Critics of Southern California Edison’s (SCE) Ellwood Peaker Plant are hailing the California Public Utilities Commission’s (CPUC) decision to reject unanimously a taxpayer-funded refurbishment of the plant, saying it affords the utility an opportunity to put more solar+storage into operation.
The CPUC also indicated that they would like to re-evaluate its approval of another gas peaker plant that has yet to be built.
“At this time, absent very compelling circumstances, we should be directing all of our investments in infrastructure and energy to clean energy resources,” said Clifford Rechtschaffen, one of the commissioners. “The proposed refurbishment is not a good use of ratepayer dollars.”

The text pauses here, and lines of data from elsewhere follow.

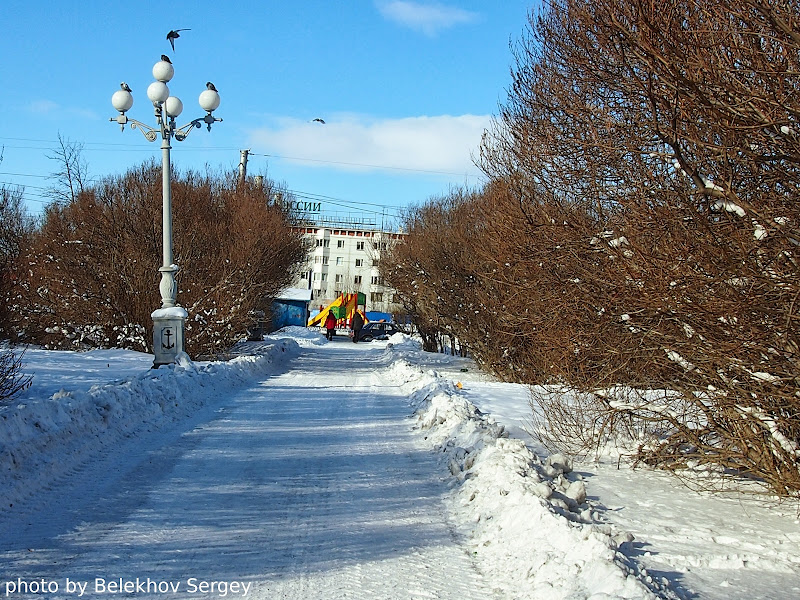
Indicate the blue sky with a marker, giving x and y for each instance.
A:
(405, 89)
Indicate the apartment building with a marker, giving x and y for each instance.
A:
(346, 260)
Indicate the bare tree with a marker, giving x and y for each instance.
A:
(70, 178)
(92, 268)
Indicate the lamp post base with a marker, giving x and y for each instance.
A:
(168, 334)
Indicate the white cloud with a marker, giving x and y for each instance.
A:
(441, 144)
(429, 18)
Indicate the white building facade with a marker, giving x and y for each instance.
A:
(346, 260)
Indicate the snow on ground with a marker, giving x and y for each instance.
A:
(309, 469)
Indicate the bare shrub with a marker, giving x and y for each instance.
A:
(91, 277)
(12, 380)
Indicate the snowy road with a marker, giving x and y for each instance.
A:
(308, 485)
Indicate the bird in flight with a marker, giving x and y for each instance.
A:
(173, 35)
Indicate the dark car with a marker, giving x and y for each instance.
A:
(377, 331)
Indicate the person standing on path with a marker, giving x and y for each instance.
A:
(356, 323)
(330, 325)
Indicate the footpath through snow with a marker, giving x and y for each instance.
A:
(301, 469)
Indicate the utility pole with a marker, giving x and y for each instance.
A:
(243, 165)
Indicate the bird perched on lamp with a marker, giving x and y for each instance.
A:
(173, 35)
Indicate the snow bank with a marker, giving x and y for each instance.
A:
(530, 525)
(42, 438)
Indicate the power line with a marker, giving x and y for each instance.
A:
(350, 164)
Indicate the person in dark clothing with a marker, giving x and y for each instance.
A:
(356, 323)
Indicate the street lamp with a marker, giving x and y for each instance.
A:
(168, 321)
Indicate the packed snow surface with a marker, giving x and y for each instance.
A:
(310, 469)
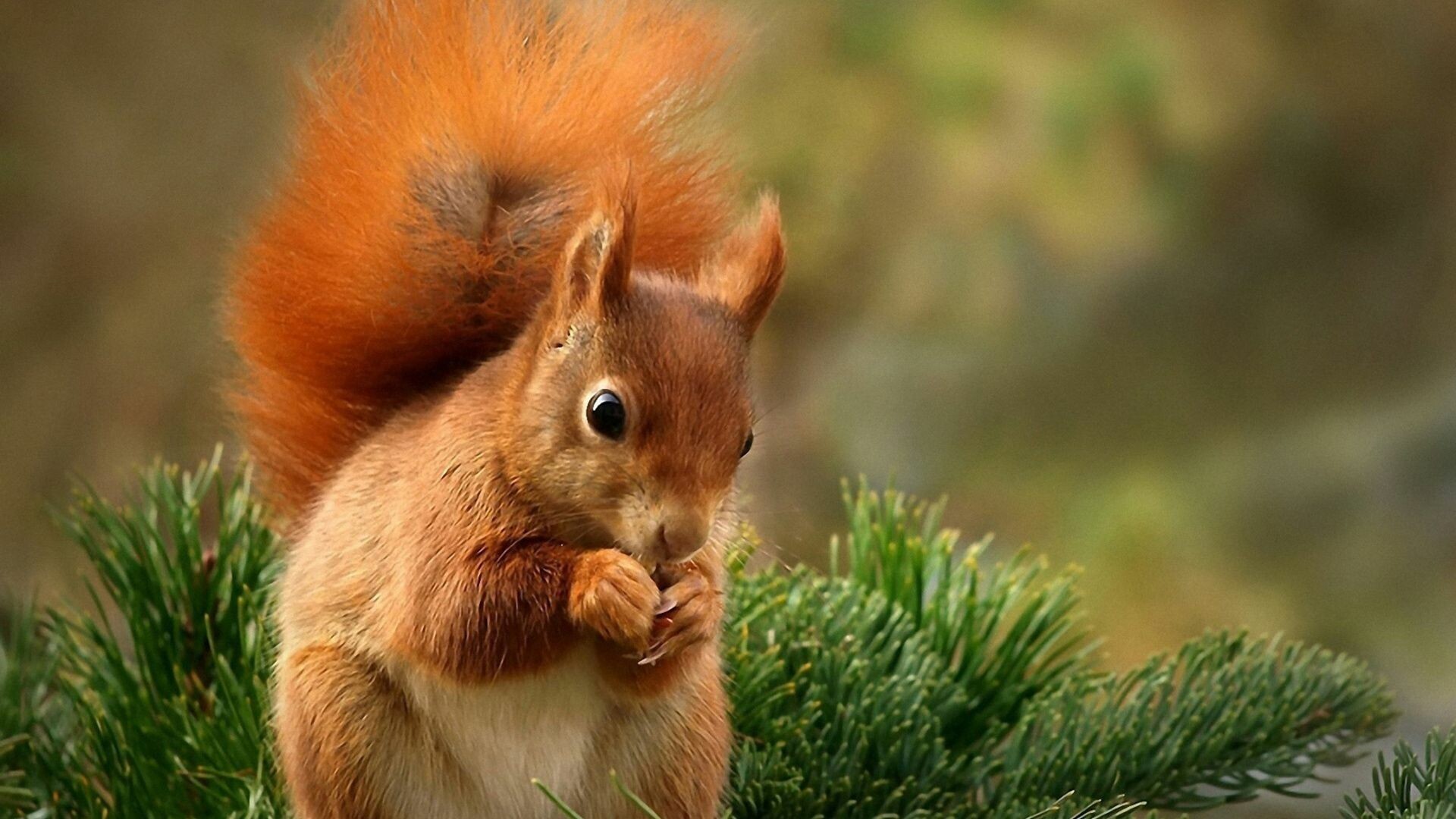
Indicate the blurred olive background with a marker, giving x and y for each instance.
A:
(1165, 287)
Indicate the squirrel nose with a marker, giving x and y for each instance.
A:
(679, 535)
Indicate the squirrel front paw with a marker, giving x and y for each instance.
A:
(689, 614)
(613, 596)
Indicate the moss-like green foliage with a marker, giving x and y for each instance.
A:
(915, 679)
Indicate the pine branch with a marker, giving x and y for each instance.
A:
(168, 717)
(1006, 632)
(1408, 786)
(1223, 719)
(916, 684)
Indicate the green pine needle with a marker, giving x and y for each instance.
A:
(1408, 786)
(918, 679)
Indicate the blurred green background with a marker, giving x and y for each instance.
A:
(1165, 287)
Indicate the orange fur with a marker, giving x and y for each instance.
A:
(447, 149)
(495, 218)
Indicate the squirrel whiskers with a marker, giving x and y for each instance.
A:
(494, 331)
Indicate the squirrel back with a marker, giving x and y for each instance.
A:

During the CPUC’s deliberations, the Clean Coalition, a nonprofit organization whose mission is to accelerate the transition to renewable energy and a modern grid through technical, policy, and project development expertise, submitted its own analysis that it says proves solar+storage could replace the Ellwood gas plant at a far lower cost than refurbishing the older plant.
To provide a turn-key option for the CPUC to consider, the group has proffered a feed-in tariff (FIT) that includes a market responsive pricing mechanism to ensure maximum savings for ratepayers, as well as an energy-storage incentive.
“The Clean Coalition’s FIT is designed to procure and deploy cost-effective renewables and energy storage much more quickly than auctions, which are sometimes burdened by excessive preparation requirements, transaction costs and failure rates,” said Craig Lewis, executive director of the Clean Coalition. “A well-designed FIT will bring cost-effective renewables and energy storage online well ahead of the 2020 need for these resources in the Ellwood plant service area.”
The CPUC made its decision at its Sept. 28 meeting.